But when he sold Kaplan in the mid-1980s, just as it began to really grow, no amount of money would make up for the part of himself that he lost with the sale. In his old age, he suffered from a depression that I later learned he likely struggled with to some degree throughout his life. I remember his extreme melancholy, and how his eyes would only light up when I asked about the early days of his business. It was as if the sale of his business--the end of something that had so powerfully defined  him--was his end as well.

These memories weighed on me as I considered the prospects of selling Behance. I had spent only seven years building Behance, not my whole life, but like my grandfather, my identity was wrapped up in it. Many of my friends were in my industry, and any fanfare I received was because of Behance more than any other part of my life. I was afraid of becoming like my grandfather and being defined by it.

I've seen many friends leave their high-profile jobs or the companies they founded and face similar struggles. Homebrew's Hunter Walk, one of my favorite early-stage investors, wrote a candid blog post after leaving a senior role he held at YouTube for a number of years, which he was widely known for in his industry. He wrote about trying to acknowledge his own struggles with "separating 'where I work' from 'why I matter' and self-worth." As he explained it, "Careers are sets of decisions where you have the chance to emerge from the chrysalis every so often and show the world, show yourself, how you've evolved. You are not your org chart, your department budget, or your title. Don't let success at a company prevent you from pursuing scary and wonderful new opportunities to build. It took me a little longer than it should have, but from the other side, it's pretty awesome."

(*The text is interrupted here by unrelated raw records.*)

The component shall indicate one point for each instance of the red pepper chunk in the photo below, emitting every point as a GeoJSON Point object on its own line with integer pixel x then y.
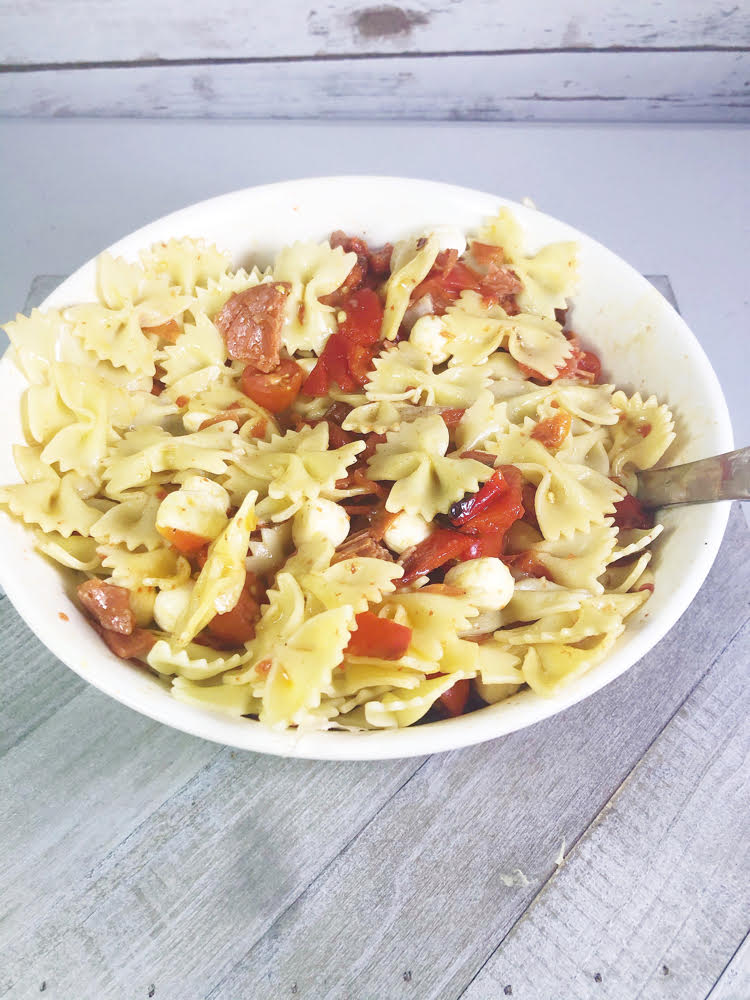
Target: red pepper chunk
{"type": "Point", "coordinates": [379, 638]}
{"type": "Point", "coordinates": [347, 357]}
{"type": "Point", "coordinates": [364, 317]}
{"type": "Point", "coordinates": [630, 513]}
{"type": "Point", "coordinates": [437, 549]}
{"type": "Point", "coordinates": [454, 699]}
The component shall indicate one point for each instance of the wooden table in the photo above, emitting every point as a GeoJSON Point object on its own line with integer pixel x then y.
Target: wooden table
{"type": "Point", "coordinates": [602, 853]}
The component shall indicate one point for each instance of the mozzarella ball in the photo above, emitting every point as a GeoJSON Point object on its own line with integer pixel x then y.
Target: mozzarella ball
{"type": "Point", "coordinates": [170, 604]}
{"type": "Point", "coordinates": [487, 582]}
{"type": "Point", "coordinates": [199, 508]}
{"type": "Point", "coordinates": [406, 530]}
{"type": "Point", "coordinates": [320, 517]}
{"type": "Point", "coordinates": [428, 336]}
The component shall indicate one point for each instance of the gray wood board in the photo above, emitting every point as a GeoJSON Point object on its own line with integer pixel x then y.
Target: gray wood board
{"type": "Point", "coordinates": [137, 857]}
{"type": "Point", "coordinates": [677, 85]}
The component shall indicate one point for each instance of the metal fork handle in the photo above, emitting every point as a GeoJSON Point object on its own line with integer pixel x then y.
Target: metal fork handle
{"type": "Point", "coordinates": [723, 477]}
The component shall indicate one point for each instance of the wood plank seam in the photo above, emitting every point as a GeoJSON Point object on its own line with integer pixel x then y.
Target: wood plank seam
{"type": "Point", "coordinates": [718, 984]}
{"type": "Point", "coordinates": [606, 808]}
{"type": "Point", "coordinates": [279, 916]}
{"type": "Point", "coordinates": [323, 57]}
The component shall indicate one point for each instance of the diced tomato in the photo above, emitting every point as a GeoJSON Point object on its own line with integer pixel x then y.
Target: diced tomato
{"type": "Point", "coordinates": [437, 549]}
{"type": "Point", "coordinates": [582, 365]}
{"type": "Point", "coordinates": [452, 417]}
{"type": "Point", "coordinates": [185, 542]}
{"type": "Point", "coordinates": [347, 357]}
{"type": "Point", "coordinates": [168, 331]}
{"type": "Point", "coordinates": [528, 499]}
{"type": "Point", "coordinates": [378, 637]}
{"type": "Point", "coordinates": [131, 646]}
{"type": "Point", "coordinates": [108, 604]}
{"type": "Point", "coordinates": [238, 625]}
{"type": "Point", "coordinates": [630, 513]}
{"type": "Point", "coordinates": [454, 699]}
{"type": "Point", "coordinates": [527, 564]}
{"type": "Point", "coordinates": [553, 431]}
{"type": "Point", "coordinates": [275, 390]}
{"type": "Point", "coordinates": [364, 317]}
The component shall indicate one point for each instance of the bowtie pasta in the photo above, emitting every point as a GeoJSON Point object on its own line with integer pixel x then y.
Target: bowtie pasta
{"type": "Point", "coordinates": [358, 489]}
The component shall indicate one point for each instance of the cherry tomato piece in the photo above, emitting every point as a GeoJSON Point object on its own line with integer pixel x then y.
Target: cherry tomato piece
{"type": "Point", "coordinates": [275, 390]}
{"type": "Point", "coordinates": [379, 638]}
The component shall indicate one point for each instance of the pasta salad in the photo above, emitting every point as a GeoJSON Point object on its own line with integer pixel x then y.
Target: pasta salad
{"type": "Point", "coordinates": [359, 489]}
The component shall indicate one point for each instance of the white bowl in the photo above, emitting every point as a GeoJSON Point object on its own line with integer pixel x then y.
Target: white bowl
{"type": "Point", "coordinates": [643, 343]}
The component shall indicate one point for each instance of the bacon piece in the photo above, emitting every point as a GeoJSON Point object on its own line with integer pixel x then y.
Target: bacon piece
{"type": "Point", "coordinates": [108, 605]}
{"type": "Point", "coordinates": [128, 647]}
{"type": "Point", "coordinates": [250, 322]}
{"type": "Point", "coordinates": [361, 546]}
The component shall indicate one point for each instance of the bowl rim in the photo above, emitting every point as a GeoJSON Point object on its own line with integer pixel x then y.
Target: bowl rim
{"type": "Point", "coordinates": [479, 726]}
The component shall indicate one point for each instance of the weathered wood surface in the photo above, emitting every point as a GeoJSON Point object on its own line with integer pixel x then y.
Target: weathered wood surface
{"type": "Point", "coordinates": [49, 31]}
{"type": "Point", "coordinates": [562, 86]}
{"type": "Point", "coordinates": [476, 60]}
{"type": "Point", "coordinates": [136, 857]}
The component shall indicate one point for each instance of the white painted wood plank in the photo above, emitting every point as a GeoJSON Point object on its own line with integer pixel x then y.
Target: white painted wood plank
{"type": "Point", "coordinates": [653, 900]}
{"type": "Point", "coordinates": [734, 983]}
{"type": "Point", "coordinates": [84, 30]}
{"type": "Point", "coordinates": [424, 894]}
{"type": "Point", "coordinates": [674, 86]}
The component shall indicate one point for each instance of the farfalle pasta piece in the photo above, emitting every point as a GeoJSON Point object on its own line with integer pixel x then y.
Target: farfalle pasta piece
{"type": "Point", "coordinates": [313, 270]}
{"type": "Point", "coordinates": [195, 362]}
{"type": "Point", "coordinates": [379, 417]}
{"type": "Point", "coordinates": [75, 552]}
{"type": "Point", "coordinates": [54, 503]}
{"type": "Point", "coordinates": [536, 598]}
{"type": "Point", "coordinates": [302, 667]}
{"type": "Point", "coordinates": [236, 701]}
{"type": "Point", "coordinates": [426, 482]}
{"type": "Point", "coordinates": [548, 277]}
{"type": "Point", "coordinates": [405, 374]}
{"type": "Point", "coordinates": [113, 335]}
{"type": "Point", "coordinates": [550, 667]}
{"type": "Point", "coordinates": [642, 434]}
{"type": "Point", "coordinates": [568, 498]}
{"type": "Point", "coordinates": [189, 264]}
{"type": "Point", "coordinates": [578, 560]}
{"type": "Point", "coordinates": [435, 619]}
{"type": "Point", "coordinates": [400, 709]}
{"type": "Point", "coordinates": [198, 508]}
{"type": "Point", "coordinates": [34, 340]}
{"type": "Point", "coordinates": [213, 296]}
{"type": "Point", "coordinates": [355, 582]}
{"type": "Point", "coordinates": [483, 420]}
{"type": "Point", "coordinates": [132, 461]}
{"type": "Point", "coordinates": [220, 582]}
{"type": "Point", "coordinates": [162, 568]}
{"type": "Point", "coordinates": [403, 281]}
{"type": "Point", "coordinates": [196, 663]}
{"type": "Point", "coordinates": [595, 616]}
{"type": "Point", "coordinates": [292, 468]}
{"type": "Point", "coordinates": [632, 540]}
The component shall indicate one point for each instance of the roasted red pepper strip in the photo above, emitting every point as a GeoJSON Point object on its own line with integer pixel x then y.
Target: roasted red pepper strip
{"type": "Point", "coordinates": [630, 513]}
{"type": "Point", "coordinates": [379, 638]}
{"type": "Point", "coordinates": [454, 699]}
{"type": "Point", "coordinates": [436, 550]}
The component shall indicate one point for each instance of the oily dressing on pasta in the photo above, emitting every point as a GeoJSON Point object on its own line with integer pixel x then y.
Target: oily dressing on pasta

Having the confidence to leave your previous identity behind is easy to say, hard to do. Having endured a journey that nearly sucked the life out of you, that journey becomes a part of you.

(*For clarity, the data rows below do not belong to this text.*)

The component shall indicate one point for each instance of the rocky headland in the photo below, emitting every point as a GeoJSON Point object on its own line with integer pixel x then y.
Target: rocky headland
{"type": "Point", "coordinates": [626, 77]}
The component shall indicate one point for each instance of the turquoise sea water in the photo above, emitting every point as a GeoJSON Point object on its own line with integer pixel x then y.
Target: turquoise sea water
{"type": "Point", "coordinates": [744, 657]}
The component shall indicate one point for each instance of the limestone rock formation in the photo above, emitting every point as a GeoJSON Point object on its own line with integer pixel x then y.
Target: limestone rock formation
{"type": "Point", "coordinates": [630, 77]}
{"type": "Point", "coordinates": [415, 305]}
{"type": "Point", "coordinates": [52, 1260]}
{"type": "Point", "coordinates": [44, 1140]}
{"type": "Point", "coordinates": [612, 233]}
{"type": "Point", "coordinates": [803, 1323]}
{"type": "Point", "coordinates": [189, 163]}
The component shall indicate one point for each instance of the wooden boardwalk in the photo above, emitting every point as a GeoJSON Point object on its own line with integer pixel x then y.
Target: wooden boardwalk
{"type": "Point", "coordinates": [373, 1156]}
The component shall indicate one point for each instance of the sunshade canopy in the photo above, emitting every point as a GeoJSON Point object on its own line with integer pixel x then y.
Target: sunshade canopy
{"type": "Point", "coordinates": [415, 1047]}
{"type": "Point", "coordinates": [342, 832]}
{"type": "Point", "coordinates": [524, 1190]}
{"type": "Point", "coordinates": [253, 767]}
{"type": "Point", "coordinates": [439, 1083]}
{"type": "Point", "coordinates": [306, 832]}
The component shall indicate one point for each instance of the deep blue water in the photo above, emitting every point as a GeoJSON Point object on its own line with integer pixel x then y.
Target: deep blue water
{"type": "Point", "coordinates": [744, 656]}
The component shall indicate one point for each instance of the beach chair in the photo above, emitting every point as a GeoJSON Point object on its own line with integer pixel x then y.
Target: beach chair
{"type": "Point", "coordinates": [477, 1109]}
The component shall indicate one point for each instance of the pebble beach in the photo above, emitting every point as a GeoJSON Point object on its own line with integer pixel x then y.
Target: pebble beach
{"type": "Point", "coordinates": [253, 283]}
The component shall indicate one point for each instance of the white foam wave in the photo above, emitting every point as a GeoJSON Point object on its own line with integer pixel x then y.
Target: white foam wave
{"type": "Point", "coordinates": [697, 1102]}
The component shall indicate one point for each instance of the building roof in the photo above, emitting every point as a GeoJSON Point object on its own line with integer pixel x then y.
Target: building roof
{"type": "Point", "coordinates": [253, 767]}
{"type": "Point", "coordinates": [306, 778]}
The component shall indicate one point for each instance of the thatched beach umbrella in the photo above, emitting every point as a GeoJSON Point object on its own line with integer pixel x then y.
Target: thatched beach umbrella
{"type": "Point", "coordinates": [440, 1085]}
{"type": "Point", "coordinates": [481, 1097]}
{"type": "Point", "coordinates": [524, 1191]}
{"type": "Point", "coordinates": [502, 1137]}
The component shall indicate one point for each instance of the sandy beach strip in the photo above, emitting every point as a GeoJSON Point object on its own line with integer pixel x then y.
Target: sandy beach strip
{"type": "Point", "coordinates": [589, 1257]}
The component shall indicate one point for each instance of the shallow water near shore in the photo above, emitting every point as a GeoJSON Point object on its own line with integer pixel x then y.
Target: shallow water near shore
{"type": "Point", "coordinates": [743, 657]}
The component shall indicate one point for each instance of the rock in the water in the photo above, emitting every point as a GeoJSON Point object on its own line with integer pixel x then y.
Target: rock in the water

Detaching your self-worth from what you create is complicated, especially for creative people for whom work is very much self-expression. I remember one talk at the 2015 99U Conference from Rohan Gunatillake, a deep thinker in the world of mindfulness and meditation, and a serial maker of products related to mindfulness, including Buddhify, Kara, and Sleepfulness. His talk was about fear in creative careers, and his last point was the fear of decoupling self and work (which is an essential step in developing generativity). How do you build something that is a creative expression of yourself but not fail if it fails? Rohan gave the audience a suggestion for an important first step: Recite a few affirmations while paying attention to how they make us feel.

He put up the first affirmation on a slide: "I am not my Twitter bio."

The audience laughed. "This is an easy one," Rohan explained--of course you're not your Twitter bio.

Then he showed the next affirmation: "I am not my résumé." People laughed again, but a little less.

Then he switched to the third affirmation: "I am not my company."

Backstage, this one made me gulp. So much of my life was my career, and Behance felt a part of me. Other entrepreneurs probably rolled this one around in their brains a bit, too. As founders, when you dedicate yourself to something for so long, the company ends up looking a lot like yourself. It's an extension of your own interests, strengths, and faults. It is therefore hard to detach from something that is, by its very definition, your creation. Rohan had one final affirmation: "I am not my work." The audience fell dead silent.

"Hold that statement in your mind," he said. "Notice yourself thinking, 'But I am my work, I put everything into it.' The practice of decoupling yourself from your work is noticing that movement, noticing the struggle and the pain of that movement."

When you're finished, your fate and your work's fate diverge, but your identity belongs to you. And you are not your work. Your work, or your art, is something you've made. It can fail, be sold, or be left behind, but it can't be you. A successful final mile requires letting go of what you made and returning to who you are, your values, and your curiosities that are kindling for whatever comes next.